Language limits means to equality

By David Rosman
July 6, 2007 | 2:00 a.m. CDT
David Rosman writes a weekly opinion column for the Missourian.

The U.S. Supreme Court has made its decision. Race cannot be a factor in deciding how schools select which students may or may not attend. It is not really a reversal of Brown v. Board of Education, but it brings up an important point of language and our national attitude toward being an American.

Chief Justice John Roberts Jr., writing for the majority, said, “The way to stop discrimination on the basis of race is to stop discriminating on the basis of race.” Though the liberal (in which I claim membership) and the black communities fervently disagree with the decision, Justice Roberts may have opened a door to a new road to racial equality in our multiracial society.

I teach the class college students love to hate, Public Speaking. The class is more than giving a speech; it is a study of people. Students learn about themselves and others, ethics, the art of persuasion and argument, politics and language. There is no attempt to create a single “American” sound because there is no “typical American sound.” Even “American” in the middle of Middle America varies depending on if you live in the city or a farm.

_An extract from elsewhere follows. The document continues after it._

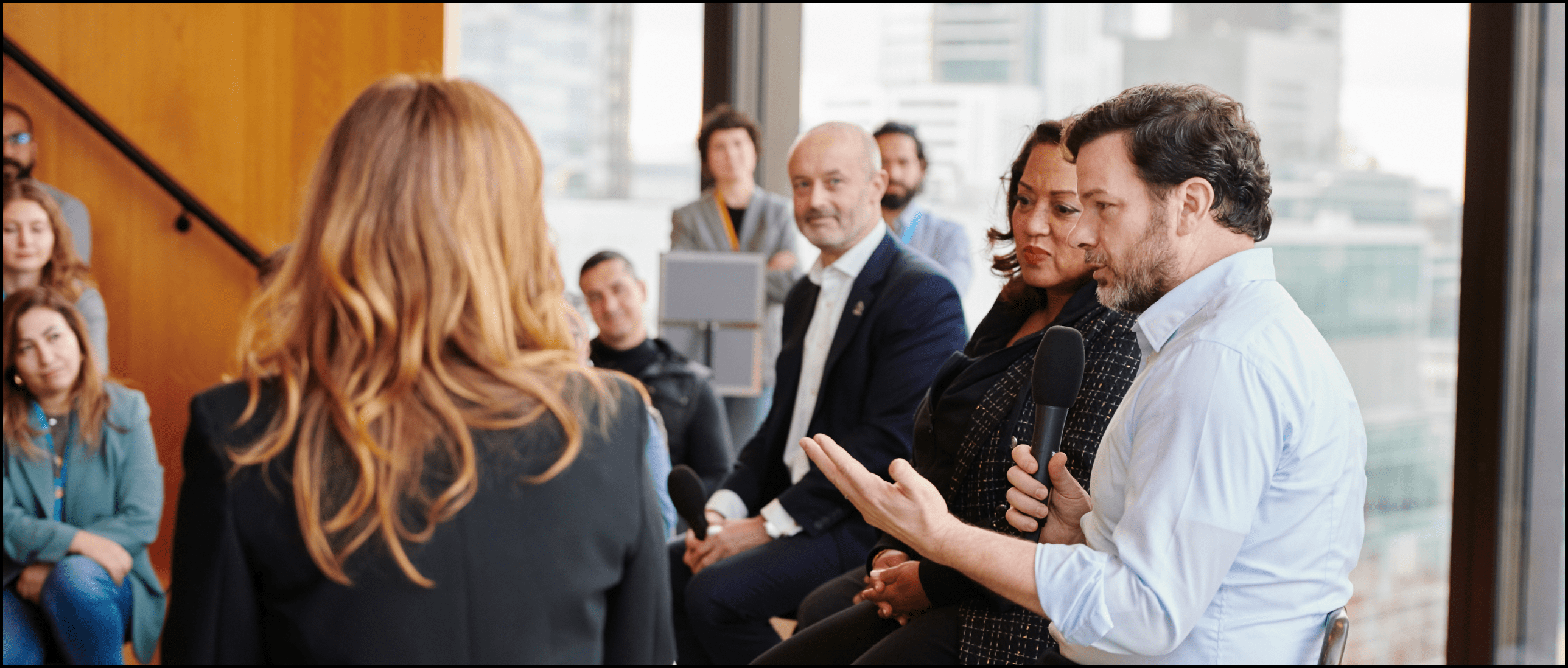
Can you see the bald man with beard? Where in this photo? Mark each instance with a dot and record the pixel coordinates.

We discuss the First Amendment’s recognition of the Freedom of Speech, name calling and labeling, intent versus perception and the derogatory language used for ethnicity, race, religion and heritage. We even discuss the “N” word and its origins. Knowledge is power over the insult.

Students learn that our descriptive language may also be harmful to the American psyche. Our descriptive language identifies our citizens first by heritage, religion, race or ethnicity before we identify our common citizenship, creating a society of “Us” versus “Them.”

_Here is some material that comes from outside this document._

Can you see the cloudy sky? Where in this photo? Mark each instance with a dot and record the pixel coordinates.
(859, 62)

I resent being called “white.” Someone in my church recognized that our congregation is, almost without exception, of European decent, in his words, “white.” I immediately rejected that comment and called to the congregation “I’m beige!” There was lot of nervous laughter but no one disagreed. We are all people of color. We may be Americans of many generations or newly minted, but Americans all the same. We are also all various tones of brown, not black or white. Language creates this false dichotomy.

Allow me to take this one step further. I am not a Jewish-American, a Euro-American, or a Polish-American. I am an American, who is Jewish by tradition, whose grandparents emigrated from Eastern Europe, Poland. People with darker skin pigmentation are not African-Americans or Latin Americans, but Americans of mixed heritage, including European, aboriginal American (also immigrants) and African.

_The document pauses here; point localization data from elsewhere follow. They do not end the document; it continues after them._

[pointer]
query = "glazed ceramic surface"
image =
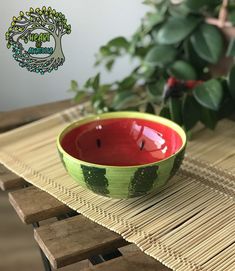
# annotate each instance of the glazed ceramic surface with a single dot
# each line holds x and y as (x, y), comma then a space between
(122, 154)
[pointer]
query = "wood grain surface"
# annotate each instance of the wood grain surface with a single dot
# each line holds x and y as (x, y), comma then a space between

I argue that language does not cause hatred and segregation; it is the need to blame one’s misfortune or misguided acts on others. Someone must be at fault and it cannot be me, so it must be them, thus relinquishing our troubles and misfortunes to anyone who looks different, sounds different, believes different or acts different. Yet, we are all part of the American soul, a soul born of immigrants.

We are not a homogenous nation. Please tell me what an American looks like, sounds like or believes. You cannot, so why do we expect everyone to look, sound and believe like us when we cannot define “Us”?

I recognize that Americans, like many other nationalities, have discriminated because of race and ethnicity from the beginning of history, permanently imprinting an “us versus them” mentality. We know discrimination for any reason is wrong. Americans recognize that discrimination is unethical and immoral, and our great society has and is trying to make amends. Period.

I suggest that we stop identifying people by race, religion, gender and creed first. We need to recognize that we are all human. We must stop creating evil through language, walls of separation, blame and hatred. We are all born human first, Americans second. Adding other labels that create the false dichotomy of hatred are added because we are unwilling or unable to accept our own frailties. We need to point to ourselves before pointing at others.